Cowboy casting conflict


Shaped to performers’ personalities


Published: Feb 07 2022, 01:01:am



Friday, July 6, 1984.

RHINESTONE. Written by Phil Alden Robinson and Sylvester Stallone. Original music and lyrics by Dolly Parton, adapted and conducted by Mike Post. Directed by Bob Clark. Running time: 110 Minutes. Rated Mature with the B.C. Classifier’s warning: occasional suggestive and coarse language.
THE TEMPTATION IS TO recast the project. Thinking about it, I really wonder if Rhinestone wouldn't have been a better movie without the star turns.
    Casting, of course, is a business decision. Names like Sylvester Stallone and Dolly Parton have the kind of marquee value that makes a studio feel secure in its investment.
    Maybe this was exactly the kind of deal that producer Howard (The Night the Lights Went Out in Georgia) Smith had in mind when he approached 20th Century Fox to turn country-western songwriter Larry Weiss's 1975 hit “Rhinestone Cowboy” into a movie.
    The story, shaped by screenwriter Phil Alden Robinson, has struggling singer Jacqueline "Jake" Ferris (Parton) betting her lascivious manager Freddie "F.U." Ugo (Ron Leibman) that she can turn any normal male into a one-shot success on the stage of Ugo's urban cowboy club.
    The setting is New York. Since the closest thing to normal within sight is Italian-American cabbie Nick Martinelli (Stallone), he becomes Jake's reluctant protege.
    Here was an idea for a nice, lightweight romantic comedy contrasting a self-aware down-home entrepreneur with a smartass urban innocent. Such material brings out the best in Bob Clark, the director who did so well by Porky's (1982), and A Christmas Story  (1983).
    The trouble is, big stars scare Clark. He would've done better with the likes of Colleen (They All Laughed) Camp and Tom (Risky Business) Cruise, performers who are actors rather than celebrities.
    The deal-makers preferred Dolly and Sly, steamroller talents who invariably shape projects to their own personalities. In Stallone’s case, this meant taking a hand in the scripting. For Parton, this meant control over the music.
    As in virtually every outing since Rocky, Stallone trots out the Italian Stallion, his own variation on Everyman done in street style. An actor who never goes beyond caricature, Stallone is close to turning himself into Rodney Dangerfield.
    Parton manages to project a more pleasing image. Following her own established pattern, she exercised control over the movie’s sound, producing most of the original music and lyrics.
    Country's own Barbra Streisand, Parton easily dominates the picture. A gifted composer, actress, singer and comedienne, she effectively turns Rhinestone into a personal showcase.

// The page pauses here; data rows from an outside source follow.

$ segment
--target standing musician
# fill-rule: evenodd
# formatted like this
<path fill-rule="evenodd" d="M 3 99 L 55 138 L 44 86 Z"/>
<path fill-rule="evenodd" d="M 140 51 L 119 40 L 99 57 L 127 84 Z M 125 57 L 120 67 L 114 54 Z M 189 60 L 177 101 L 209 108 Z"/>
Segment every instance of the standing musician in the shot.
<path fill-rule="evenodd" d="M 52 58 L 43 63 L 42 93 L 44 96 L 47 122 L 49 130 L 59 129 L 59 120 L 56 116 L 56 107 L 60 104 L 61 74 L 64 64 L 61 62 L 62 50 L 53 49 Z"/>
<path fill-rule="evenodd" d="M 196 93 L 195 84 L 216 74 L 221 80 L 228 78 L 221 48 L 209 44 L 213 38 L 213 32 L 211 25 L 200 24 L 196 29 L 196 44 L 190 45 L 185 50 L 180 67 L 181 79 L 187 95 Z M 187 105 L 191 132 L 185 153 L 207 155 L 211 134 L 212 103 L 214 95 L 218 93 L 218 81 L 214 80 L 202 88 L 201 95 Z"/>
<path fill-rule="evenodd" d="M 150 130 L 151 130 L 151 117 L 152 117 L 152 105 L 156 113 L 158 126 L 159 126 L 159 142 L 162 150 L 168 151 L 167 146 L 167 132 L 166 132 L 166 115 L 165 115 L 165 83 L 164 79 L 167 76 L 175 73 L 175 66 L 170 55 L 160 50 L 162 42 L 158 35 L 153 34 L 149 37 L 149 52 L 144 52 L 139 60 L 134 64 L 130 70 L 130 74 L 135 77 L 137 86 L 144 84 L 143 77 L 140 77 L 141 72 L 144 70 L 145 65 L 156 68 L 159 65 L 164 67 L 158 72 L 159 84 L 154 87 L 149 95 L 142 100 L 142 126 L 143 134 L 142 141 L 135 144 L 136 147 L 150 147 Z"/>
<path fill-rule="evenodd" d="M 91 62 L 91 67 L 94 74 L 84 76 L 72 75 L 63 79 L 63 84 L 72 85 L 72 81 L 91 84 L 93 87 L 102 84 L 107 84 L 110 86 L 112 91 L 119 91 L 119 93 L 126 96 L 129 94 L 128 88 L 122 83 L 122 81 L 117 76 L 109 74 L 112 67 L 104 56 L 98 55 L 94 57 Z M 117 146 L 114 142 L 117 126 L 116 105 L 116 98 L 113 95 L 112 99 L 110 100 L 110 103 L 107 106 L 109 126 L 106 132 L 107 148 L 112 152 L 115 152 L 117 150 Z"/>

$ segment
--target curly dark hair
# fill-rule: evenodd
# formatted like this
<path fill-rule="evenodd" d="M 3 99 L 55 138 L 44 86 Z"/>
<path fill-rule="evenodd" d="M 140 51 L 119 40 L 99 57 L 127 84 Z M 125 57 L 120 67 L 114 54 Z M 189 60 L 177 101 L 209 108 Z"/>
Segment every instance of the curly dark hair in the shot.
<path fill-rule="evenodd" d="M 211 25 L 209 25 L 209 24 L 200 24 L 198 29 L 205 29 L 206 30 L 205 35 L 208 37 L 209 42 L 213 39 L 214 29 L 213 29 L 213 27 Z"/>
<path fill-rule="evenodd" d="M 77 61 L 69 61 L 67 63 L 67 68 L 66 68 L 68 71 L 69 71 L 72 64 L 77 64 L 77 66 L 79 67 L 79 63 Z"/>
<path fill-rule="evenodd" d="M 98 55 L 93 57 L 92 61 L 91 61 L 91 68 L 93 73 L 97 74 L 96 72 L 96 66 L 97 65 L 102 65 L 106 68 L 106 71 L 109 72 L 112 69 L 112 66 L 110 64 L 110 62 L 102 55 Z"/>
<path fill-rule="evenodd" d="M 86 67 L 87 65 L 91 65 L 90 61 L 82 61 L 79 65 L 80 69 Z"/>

The above is a restored version of a Province review by Michael Walsh originally published in 1984 For additional information on this archived material, please visit my FAQ.

Afterword: In the interests of full disclosure, I am not a Beatles fan. I've always considered Beatlemania the result of mad King George III’s dying curse upon his rebellious American colonies. I blame the so-called Fab Four — and the plague of English-accented rock bands that followed upon their fame — for the arrested development of the Boom Generation. They turned up at a time when the mass entertainment industries realized the profit potential of  superstars in the pursuit of an emerging youth audience. Bad enough that a single musical genre — rock ’n’ roll — dominated the airwaves. What satirist Tom Lehrer had dismissed as “children’s music” now found its highest form of expression in the inanities produced by a quartet of Liverpudlians.
    The best thing that I can say for them is that their arrival in America inspired debuting director Robert Zemeckis to make 1978’s I Wanna Hold Your Hand, one of my favourite film comedies. It tells the story of the madness that ensued in 1964 on February 8 and 9, when the Beatles appeared on television’s The Ed Sullivan Show. Zemeckis went on to a career that has included such enduring delights as the Back to the Future trilogy and Who Framed Roger Rabbit (1988).
    Rhinestone director Bob Clark is another filmmaker with a string of interesting movies to his credit. Born in New Orleans, he’s an example of time and place coming together to bring out the best in an artist. His time was Canada’s tax-shelter era (1974-1982) and the place was Toronto, where landed immigrant Clark blossomed as a movie innovator.
    Among the eight features he made during his decade-long stay were the game-changing horror film Black Christmas (1974), his inventive Sherlock Holmes thriller Murder by Decree (1979), his adaptation of Bernard Slade's Broadway play Tribute (1980), the now-classic teen comedy Porky's (1982) and the much-loved family feature A Christmas Story (1983). Rhinestone, the first film Clark made following his return to the U.S., was a creative disappointment, one that I really cannot blame on the Beatles.